In elementary school, I would see all types of different hairstyles on girls my age. Twists that were flattened to their scalps, or long braided pigtails that were well past their shoulders. I envied those hairstyles. The long hair that when after you played around all day, little curls would begin to unravel or in the mornings that the thin baby hairs would have a subtle curl to them. No, I wouldn’t say anything, but I wanted that.
Growing up, my mother would tell me the story of how the whole reason chemicals came into play and how my hair wasn’t as soft or as loose as people with “good hair”, so, my grandfather told my mother to relax it.
“It can’t get no nappier.” He said.
That fueled me to believe I had the world’s most hard-to-manage hair. Still, it didn't fully sink in that my entire childhood was wasted on chemicals. But, upon reaching sixth grade, my relaxers lost their regularity. That year, my hair was probably at my ears and in desperate need of a touch up. I built my life around those relaxers. The day I was told, “Come’ere so I can perm yo’ hair.” my entire facial expression lifted from a relaxed frown to a glowing smile. Finally, I thought, I can be pretty again.
It wasn’t until my sophomore year in high school did I pay attention to other girls with loose curls and gorgeous waves with wild afro puffs that I started to think about what my own hair looked like. Was my hair as pretty as hers? There was only one way to find out.
But, still, I went with the go-with-what-you-know route and told my mother to relax my hair. Those small waves that I loved? Gone in a matter of a few rubs and washes. After that, I told myself, and my family, that I never again would I get a relaxer. I thought about the pros and the cons, like I always do. But, the one con that always stuck with me was, What if my hair is as nappy as they say? Then what? Regardless, I deserved to know what my hair looked like. Even if my family didn't accept me or felt pity for me having to deal with a nappy mess, it'd be my nappy mess.
Now, there were a few occasions when my grandmother would try to persuade me.
“If you perm it, you don't gotta worry about it sweating out cause when it sweats out, all you gotta do is straighten it again with the hot iron and go.”
I refused to flat iron my hair. Heat would ruin my curl pattern and straighten it out just like a relaxer would. My hair was beautiful with its tight kinks and I was not about to ruin them.
And by the summer of my high school junior year, I spent most of my time in the bathroom mirror twisting my curls into ten to however many thick pigtails. It would take an hour or two to finish my whole head. Spray. Moisturize. Comb. Twist. Repeat. All that time spent on a hairstyle that never lasted longer than three days; specifically because I'd end up going somewhere, and I refused to walk outside the house with my hair in short twists. However, with a puff, nobody could tell me a thing! My baby hairs were curled, my puff was thick, and my kitchen (hair at the nape of the neck) was laid. I was confident in myself and my hair.

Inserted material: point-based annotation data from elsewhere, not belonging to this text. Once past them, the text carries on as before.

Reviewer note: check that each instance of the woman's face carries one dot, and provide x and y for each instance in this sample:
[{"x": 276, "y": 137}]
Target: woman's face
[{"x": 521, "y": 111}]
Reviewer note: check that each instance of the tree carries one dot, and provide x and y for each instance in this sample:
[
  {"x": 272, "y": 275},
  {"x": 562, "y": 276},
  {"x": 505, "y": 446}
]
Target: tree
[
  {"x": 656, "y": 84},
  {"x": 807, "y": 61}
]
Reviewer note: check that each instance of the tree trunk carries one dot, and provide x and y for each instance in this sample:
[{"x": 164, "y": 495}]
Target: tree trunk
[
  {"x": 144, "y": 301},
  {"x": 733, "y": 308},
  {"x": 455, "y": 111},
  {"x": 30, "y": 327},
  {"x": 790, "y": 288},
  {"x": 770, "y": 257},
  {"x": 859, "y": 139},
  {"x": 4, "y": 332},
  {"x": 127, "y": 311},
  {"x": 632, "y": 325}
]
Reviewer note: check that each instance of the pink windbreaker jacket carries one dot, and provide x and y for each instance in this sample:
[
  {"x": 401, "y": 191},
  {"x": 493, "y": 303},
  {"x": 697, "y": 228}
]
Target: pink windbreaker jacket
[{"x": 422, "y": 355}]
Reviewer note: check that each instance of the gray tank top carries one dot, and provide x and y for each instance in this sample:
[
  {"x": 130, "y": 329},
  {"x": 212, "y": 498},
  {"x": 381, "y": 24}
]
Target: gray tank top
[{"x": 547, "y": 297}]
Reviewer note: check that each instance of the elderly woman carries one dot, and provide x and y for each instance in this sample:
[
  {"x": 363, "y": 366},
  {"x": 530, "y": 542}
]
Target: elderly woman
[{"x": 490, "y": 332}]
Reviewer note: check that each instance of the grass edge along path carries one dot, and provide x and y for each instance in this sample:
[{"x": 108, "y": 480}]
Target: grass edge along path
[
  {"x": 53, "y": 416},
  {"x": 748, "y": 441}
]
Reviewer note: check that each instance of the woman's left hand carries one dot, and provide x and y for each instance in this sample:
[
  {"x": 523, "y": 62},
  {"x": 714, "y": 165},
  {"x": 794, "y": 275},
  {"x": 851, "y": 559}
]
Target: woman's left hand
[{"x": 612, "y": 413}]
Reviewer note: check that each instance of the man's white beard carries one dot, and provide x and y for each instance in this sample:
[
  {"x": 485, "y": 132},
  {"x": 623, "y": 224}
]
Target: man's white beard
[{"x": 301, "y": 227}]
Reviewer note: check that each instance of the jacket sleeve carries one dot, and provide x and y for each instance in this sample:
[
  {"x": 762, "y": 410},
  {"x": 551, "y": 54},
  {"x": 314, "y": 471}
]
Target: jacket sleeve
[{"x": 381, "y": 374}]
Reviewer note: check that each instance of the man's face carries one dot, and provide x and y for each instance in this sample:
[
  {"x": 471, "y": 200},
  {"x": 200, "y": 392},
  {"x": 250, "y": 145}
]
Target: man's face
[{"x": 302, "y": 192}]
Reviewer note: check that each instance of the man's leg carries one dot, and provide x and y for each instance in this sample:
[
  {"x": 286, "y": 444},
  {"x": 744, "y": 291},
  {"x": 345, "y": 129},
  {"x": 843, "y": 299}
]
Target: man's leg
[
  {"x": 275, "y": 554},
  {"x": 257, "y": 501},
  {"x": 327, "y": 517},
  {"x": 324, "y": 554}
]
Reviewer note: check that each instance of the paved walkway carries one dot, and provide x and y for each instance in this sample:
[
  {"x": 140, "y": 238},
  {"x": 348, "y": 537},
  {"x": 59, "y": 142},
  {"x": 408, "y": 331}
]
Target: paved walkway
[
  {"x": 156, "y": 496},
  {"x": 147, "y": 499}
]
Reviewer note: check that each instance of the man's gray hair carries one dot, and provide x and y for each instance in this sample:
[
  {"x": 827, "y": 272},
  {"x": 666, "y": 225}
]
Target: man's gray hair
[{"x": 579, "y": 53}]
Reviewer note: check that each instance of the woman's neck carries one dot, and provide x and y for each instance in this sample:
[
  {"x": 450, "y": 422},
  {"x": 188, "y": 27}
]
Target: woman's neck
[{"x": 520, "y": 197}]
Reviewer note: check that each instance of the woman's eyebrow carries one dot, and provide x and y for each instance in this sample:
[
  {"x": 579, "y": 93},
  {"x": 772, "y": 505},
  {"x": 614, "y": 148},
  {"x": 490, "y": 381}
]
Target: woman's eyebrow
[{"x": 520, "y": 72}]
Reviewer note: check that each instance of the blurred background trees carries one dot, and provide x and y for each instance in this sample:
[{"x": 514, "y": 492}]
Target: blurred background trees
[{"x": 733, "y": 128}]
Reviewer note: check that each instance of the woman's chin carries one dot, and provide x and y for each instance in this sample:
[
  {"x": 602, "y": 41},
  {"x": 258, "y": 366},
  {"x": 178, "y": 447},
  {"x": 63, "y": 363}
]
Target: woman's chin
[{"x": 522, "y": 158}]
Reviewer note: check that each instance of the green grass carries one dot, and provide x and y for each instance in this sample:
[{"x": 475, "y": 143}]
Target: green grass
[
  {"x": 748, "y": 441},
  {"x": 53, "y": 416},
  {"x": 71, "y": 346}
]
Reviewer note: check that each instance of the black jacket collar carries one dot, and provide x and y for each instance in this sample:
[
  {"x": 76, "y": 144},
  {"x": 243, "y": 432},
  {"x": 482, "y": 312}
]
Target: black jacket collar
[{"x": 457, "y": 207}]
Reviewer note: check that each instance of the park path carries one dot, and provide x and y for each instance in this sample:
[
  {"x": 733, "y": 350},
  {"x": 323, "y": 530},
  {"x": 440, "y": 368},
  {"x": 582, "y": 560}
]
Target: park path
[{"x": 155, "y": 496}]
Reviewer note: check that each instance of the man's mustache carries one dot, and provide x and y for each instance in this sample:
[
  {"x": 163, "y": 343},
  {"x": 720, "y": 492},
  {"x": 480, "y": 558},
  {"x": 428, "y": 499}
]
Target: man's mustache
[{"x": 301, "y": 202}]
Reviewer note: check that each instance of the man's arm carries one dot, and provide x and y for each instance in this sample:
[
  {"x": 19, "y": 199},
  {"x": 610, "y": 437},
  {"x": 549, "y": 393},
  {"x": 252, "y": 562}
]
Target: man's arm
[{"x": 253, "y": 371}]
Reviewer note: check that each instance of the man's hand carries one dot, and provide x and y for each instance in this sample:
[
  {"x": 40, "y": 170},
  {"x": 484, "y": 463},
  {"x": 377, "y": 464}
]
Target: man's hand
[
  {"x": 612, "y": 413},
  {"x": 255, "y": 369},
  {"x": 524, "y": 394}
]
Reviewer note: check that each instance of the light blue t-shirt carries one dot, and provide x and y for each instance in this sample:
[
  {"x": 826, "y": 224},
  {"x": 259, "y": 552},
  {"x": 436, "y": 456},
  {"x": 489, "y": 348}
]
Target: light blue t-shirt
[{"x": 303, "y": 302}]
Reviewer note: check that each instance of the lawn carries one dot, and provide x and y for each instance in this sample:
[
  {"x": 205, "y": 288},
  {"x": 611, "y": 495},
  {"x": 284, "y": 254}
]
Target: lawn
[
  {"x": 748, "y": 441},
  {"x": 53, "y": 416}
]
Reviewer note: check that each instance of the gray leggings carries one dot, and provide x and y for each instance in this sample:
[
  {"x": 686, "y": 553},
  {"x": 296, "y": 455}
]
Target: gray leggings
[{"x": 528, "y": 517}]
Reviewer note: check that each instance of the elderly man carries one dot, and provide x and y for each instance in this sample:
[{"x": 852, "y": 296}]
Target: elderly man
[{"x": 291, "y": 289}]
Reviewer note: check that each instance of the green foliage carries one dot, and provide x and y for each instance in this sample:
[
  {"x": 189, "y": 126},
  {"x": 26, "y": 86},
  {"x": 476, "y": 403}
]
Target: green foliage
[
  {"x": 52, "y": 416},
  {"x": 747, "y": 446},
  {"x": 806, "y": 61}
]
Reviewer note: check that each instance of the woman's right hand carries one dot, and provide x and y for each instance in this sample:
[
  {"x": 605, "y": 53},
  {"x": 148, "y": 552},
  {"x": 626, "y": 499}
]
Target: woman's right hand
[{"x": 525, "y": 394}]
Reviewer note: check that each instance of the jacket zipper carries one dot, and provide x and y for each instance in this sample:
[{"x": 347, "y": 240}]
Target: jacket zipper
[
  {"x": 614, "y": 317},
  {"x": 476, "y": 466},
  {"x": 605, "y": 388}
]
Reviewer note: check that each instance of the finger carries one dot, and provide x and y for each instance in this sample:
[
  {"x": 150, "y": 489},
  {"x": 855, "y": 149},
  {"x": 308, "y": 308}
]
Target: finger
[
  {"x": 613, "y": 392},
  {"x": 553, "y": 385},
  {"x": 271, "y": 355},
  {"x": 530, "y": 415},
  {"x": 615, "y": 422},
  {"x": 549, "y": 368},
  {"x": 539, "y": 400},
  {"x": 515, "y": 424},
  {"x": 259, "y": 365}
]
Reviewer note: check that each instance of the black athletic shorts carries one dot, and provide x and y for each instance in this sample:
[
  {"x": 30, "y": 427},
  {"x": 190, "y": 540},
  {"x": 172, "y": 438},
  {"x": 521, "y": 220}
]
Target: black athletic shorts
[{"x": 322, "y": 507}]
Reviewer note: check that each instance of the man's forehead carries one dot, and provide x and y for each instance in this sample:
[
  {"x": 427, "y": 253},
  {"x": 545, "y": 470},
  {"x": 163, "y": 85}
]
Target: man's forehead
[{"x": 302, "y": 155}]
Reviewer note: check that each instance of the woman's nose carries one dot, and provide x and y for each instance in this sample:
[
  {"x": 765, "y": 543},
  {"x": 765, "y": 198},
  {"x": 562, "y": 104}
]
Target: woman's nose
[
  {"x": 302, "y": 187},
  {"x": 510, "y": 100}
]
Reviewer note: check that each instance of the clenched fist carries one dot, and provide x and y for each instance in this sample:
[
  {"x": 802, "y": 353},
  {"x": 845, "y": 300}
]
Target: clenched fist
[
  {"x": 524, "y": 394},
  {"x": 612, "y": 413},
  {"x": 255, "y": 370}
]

To this day, I find it disrespectful when I'm asked to relax my hair. Think about it: you're asked, “Why don't you alter yourself to appear to everybody else's standards so that we can look at you as if you're One of Us?” Never again would I change myself from my natural state to be or to look like somebody I'm not. Letting go of relaxers changed my outlook on the world; on my family, on myself. A simple change like that showed me the true reality of everything. How other black kids all over struggle to be or express themselves freely with their hair (dreads, braids, afros, etc.)
Stopping my relaxers was a weight lifted off of my scalp. It opened me up to be more optimistic, considerate, confident, and so much more. It’s funny how a subtle change in hair can change how you view everything around you.